An essential first step is to diagnose the problem and identify remedies. Independents hold the prospect of progress.
The voting public is more than open to independents. A plurality of us are independents, rejecting the tired nostrums of the legacy parties. The problem is that we’re not afforded opportunities to express our viewpoints at the ballot box.
The closed system of the Special Interest State is thus far impervious to our alienation. How else can one explain the Democrats and Republicans simultaneously nominating the most poorly regarded presidential candidates in American history?
The Special Interest State can only persist on a foundation of laws and subsidies that insulate it from competition, transparency and accountability. Independents can disrupt the system by any number of steps increasing competition, ensuring actionable transparency, on a foundation of decisive accountability.

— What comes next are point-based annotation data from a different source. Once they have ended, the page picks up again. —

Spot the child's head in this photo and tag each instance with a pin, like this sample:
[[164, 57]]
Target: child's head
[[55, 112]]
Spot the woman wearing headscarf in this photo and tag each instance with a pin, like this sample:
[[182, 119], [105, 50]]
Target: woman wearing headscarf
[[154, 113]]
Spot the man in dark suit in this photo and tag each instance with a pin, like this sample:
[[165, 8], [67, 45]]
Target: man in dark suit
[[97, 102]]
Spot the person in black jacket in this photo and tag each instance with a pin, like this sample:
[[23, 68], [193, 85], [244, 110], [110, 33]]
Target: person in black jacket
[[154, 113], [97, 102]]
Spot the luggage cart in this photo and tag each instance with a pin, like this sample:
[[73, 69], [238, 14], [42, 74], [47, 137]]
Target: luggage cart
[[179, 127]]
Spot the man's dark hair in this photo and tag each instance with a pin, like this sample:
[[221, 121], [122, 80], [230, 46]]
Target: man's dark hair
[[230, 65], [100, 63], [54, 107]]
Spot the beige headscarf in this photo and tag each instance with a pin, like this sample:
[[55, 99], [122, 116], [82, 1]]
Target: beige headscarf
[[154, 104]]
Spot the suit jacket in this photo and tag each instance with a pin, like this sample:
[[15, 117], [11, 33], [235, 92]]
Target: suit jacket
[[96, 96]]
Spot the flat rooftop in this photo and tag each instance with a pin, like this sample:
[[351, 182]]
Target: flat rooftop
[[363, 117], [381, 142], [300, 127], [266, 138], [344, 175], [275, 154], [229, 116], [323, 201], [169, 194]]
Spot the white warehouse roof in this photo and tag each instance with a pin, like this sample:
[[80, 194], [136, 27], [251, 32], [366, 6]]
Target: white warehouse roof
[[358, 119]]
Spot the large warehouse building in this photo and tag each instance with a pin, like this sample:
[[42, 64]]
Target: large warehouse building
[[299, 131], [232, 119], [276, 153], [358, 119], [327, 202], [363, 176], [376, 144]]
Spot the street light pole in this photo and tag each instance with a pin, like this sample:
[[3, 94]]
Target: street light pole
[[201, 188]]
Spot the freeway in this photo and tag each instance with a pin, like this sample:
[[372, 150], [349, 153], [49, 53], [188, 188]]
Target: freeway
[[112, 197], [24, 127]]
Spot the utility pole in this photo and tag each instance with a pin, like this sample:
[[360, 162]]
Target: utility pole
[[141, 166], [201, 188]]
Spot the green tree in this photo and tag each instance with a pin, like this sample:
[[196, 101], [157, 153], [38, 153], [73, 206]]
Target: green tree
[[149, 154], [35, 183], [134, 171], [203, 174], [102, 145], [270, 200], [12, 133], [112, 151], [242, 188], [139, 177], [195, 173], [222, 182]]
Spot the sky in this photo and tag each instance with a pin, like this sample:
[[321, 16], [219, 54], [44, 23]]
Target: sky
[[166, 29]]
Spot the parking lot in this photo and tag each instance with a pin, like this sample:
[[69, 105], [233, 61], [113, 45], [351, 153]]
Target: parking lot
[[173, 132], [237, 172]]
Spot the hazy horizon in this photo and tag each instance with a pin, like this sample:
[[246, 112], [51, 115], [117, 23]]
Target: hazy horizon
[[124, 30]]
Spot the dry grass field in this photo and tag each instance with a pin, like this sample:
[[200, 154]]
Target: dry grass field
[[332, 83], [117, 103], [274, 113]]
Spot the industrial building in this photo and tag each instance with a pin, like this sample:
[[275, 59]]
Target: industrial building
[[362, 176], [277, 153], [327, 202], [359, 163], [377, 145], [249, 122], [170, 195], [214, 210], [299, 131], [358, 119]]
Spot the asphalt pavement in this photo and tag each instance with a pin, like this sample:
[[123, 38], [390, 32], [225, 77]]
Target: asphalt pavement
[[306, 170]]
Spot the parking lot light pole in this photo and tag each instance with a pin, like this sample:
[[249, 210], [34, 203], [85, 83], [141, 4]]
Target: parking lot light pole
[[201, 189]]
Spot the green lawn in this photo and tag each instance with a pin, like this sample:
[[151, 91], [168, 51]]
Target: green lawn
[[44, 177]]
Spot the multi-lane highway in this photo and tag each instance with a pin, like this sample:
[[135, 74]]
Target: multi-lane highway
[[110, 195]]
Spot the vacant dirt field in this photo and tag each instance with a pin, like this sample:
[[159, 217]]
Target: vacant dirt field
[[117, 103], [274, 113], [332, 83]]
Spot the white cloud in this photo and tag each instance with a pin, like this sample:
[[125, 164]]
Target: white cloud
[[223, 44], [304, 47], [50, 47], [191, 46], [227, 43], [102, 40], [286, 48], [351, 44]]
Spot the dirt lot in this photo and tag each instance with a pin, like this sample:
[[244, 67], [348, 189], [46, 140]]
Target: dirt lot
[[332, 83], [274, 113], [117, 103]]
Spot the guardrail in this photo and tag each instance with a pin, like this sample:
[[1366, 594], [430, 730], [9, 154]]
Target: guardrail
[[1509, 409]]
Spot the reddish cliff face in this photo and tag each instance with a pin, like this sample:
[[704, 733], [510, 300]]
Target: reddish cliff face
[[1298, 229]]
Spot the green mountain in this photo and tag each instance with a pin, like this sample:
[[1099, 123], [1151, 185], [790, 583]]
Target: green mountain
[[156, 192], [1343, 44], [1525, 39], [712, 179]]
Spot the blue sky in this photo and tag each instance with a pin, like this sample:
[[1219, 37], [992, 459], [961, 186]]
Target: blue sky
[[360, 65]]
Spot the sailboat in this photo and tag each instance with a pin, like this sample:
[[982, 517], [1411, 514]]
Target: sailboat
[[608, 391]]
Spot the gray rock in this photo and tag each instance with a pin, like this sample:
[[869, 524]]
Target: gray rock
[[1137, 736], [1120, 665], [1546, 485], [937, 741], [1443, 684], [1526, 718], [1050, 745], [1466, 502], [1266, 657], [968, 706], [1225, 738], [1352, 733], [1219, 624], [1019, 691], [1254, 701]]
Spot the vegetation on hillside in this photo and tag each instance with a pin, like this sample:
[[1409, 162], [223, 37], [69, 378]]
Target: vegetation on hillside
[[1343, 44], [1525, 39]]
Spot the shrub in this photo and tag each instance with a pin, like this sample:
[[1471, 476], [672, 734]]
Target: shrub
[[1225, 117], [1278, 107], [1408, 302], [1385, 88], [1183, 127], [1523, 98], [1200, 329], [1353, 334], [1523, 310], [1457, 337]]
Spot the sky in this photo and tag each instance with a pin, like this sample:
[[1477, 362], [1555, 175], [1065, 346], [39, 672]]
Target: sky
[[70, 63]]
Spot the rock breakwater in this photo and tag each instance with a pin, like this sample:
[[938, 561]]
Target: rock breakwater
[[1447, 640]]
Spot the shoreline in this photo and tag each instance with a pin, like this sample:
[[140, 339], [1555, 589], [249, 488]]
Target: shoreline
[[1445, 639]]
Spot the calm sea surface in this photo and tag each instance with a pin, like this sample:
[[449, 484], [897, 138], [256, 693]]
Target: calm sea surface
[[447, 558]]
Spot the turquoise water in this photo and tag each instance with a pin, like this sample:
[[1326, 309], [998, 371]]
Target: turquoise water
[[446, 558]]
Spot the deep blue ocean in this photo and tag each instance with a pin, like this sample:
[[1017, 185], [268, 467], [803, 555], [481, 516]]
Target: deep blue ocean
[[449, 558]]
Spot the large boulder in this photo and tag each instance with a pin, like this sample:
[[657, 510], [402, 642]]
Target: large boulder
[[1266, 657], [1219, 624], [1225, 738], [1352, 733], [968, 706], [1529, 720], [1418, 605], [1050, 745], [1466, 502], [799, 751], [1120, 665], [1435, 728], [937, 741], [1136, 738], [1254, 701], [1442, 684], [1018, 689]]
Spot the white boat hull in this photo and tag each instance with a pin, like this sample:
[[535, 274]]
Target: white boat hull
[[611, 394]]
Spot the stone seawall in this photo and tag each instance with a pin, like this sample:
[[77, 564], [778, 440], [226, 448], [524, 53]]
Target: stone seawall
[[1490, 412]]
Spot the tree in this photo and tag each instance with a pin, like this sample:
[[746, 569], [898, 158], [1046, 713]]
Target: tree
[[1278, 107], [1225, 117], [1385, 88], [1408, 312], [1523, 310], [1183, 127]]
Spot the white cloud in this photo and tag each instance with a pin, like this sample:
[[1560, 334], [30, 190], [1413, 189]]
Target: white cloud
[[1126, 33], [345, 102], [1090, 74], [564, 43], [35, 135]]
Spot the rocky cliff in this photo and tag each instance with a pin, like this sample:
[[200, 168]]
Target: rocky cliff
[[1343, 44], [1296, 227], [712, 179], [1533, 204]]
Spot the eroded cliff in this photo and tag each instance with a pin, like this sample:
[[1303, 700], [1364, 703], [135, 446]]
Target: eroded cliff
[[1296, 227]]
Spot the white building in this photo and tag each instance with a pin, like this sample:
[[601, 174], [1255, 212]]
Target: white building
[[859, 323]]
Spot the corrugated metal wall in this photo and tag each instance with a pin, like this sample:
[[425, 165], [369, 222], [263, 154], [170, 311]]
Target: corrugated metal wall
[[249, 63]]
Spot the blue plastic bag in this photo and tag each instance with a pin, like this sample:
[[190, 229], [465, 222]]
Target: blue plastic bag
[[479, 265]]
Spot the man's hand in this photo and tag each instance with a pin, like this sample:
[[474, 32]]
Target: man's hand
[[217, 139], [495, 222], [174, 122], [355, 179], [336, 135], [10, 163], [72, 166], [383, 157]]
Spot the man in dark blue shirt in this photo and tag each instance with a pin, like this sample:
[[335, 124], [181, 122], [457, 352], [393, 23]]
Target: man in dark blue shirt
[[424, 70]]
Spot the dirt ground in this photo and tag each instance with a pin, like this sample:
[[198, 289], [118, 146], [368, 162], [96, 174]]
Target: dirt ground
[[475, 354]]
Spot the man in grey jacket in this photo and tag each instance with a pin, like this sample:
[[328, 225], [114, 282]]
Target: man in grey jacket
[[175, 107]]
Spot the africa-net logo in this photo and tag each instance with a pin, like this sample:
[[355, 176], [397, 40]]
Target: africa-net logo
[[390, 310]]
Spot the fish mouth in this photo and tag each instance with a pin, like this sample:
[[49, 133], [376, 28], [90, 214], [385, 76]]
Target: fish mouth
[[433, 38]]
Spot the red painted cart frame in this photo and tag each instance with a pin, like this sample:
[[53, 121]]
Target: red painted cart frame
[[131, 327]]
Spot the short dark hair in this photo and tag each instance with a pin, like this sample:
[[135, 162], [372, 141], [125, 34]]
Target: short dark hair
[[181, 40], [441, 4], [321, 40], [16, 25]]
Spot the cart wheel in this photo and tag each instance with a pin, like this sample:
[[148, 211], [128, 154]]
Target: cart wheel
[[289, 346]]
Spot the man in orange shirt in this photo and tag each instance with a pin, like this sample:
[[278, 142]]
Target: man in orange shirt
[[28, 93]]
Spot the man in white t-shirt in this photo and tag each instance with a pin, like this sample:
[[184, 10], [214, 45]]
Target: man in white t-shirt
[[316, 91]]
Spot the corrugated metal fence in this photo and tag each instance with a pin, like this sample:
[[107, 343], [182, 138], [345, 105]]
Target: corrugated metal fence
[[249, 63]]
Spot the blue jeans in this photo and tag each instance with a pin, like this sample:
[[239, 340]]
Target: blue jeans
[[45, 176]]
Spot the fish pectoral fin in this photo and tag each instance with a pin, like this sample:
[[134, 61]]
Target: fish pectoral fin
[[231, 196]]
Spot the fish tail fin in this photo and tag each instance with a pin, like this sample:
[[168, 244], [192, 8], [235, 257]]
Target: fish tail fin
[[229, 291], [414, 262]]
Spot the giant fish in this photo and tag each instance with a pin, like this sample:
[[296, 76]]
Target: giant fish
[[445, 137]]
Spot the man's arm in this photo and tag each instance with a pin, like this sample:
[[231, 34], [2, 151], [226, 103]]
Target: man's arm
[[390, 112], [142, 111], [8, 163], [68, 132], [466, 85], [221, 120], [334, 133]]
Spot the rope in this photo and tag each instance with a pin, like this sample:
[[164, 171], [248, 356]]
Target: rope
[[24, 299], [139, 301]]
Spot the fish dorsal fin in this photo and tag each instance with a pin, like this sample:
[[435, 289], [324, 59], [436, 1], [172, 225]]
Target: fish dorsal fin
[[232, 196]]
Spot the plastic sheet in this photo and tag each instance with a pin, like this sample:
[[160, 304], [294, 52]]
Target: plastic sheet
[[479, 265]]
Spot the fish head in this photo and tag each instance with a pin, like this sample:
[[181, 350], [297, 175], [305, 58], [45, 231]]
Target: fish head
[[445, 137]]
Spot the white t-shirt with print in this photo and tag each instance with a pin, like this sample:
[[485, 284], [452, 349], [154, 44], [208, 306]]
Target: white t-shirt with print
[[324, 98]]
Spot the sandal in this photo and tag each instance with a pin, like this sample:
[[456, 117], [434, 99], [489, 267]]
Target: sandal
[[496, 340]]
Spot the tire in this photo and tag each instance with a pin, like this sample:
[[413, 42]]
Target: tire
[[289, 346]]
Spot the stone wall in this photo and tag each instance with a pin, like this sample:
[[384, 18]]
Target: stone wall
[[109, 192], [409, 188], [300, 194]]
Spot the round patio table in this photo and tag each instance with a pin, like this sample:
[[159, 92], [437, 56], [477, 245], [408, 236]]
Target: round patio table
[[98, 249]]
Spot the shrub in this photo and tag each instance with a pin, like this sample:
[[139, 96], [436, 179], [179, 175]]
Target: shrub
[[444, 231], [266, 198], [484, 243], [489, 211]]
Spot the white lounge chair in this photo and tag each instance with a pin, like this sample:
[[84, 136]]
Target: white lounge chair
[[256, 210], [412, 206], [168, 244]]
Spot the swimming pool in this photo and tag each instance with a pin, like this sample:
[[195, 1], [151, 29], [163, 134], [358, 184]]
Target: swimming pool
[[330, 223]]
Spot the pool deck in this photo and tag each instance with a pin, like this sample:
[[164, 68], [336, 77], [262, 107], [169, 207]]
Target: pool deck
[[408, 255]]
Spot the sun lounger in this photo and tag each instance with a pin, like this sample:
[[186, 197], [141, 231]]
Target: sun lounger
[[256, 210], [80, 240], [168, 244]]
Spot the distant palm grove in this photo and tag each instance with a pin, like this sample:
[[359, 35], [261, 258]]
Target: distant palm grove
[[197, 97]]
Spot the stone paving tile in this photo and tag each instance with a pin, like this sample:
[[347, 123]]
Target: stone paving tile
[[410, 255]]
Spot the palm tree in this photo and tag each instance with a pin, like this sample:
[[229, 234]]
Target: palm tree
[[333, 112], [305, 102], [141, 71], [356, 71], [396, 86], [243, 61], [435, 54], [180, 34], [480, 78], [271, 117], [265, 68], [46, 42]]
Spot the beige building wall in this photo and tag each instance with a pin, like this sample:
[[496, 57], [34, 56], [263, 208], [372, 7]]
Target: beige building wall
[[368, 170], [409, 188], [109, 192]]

There are signs of progress amid the chaos of the 2016 elections. Bernie Sanders is an independent who challenged the status quo and earned unforeseen support in the Democratic primaries. Donald Trump is a metaphorical independent who swept the Republican primaries. Libertarian Gary Johnson is explicitly seeking independent voters for his increasingly credible if ultimately unlikely quest.
Thus independents are moving on two fronts. One is to continue to challenge the system from the outside. Now, as Sanders and Trump have demonstrated, we can also seek change from the inside.
If we, the people, demand more independents, the politicians will follow. The first, necessary step, is to recognize the remedy—and not be derailed into wrong directions.